Bozma kararına uyularak yapılan yargılama sonunda mahkemece dava konusu taşınmazın tamamının orman sınırları dışında kaldığı gerekçesi ile davanın reddine karar verilmiş, hüküm davacı ... Yönetimi vekili tarafından temyiz edilmiştir.
Dava dilekçesindeki açıklamaya göre dava, taşınmazın kesinleşen orman sınırı içinde kaldığı iddiası ile açılan tapu iptali ve tescile ilişkindir.
Çekişmeli taşınmazın bulunduğu yerde 10.05.1982 tarihinde ilân edilip kesinleşen orman kadastrosu bulunmaktadır. Genel arazi kadastrosu işlemi 1957 yılında kesinleşmiştir.
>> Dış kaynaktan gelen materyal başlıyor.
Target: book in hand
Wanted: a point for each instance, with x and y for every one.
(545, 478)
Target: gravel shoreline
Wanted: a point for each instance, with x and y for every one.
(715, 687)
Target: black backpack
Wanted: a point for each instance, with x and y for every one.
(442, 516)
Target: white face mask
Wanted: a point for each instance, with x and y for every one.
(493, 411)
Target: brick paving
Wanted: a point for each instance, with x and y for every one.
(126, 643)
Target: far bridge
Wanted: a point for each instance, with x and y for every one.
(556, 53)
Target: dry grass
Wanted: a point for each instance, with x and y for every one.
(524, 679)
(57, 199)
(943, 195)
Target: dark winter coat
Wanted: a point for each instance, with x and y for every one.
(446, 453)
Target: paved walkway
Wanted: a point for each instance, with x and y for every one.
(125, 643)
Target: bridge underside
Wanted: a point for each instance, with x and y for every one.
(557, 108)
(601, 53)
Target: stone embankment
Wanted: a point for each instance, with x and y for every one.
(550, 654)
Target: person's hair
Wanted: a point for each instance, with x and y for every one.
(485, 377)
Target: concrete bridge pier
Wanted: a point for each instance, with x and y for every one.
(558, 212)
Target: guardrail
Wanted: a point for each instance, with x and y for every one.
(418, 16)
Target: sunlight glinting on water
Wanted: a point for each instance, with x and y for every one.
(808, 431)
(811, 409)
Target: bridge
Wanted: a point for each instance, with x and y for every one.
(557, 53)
Ayrıca 30.11.1998 tarihinde ilân edilen 2859 sayılı Kanuna göre pafta yenileme çalışması vardır.
İncelenen dosya kapsamına, kararın dayandığı gerekçeye, mahkemece uyulan bozma kararı gereğince işlem yapılarak hüküm kurulmuş olduğuna, uzman orman bilirkişi kurulu tarafından kesinleşmiş orman tahdit çalışma tutanaklarına dayalı olarak yöntemine uygun biçimde yapılan uygulama ve araştırmada dava konusu taşınmazın orman tahdidi dışında kalan yerlerden olduğu anlaşıldığına ve yazılı biçimde hüküm kurulmasında bir isabetsizlik bulunmadığına göre, yerinde görülmeyen temyiz itirazlarının reddi ile usûl ve kanuna uygun olan hükmün ONANMASINA, aşağıda yazılı onama harcının temyiz edene yükletilmesine 18/12/2017 günü oy birliği ile karar verildi.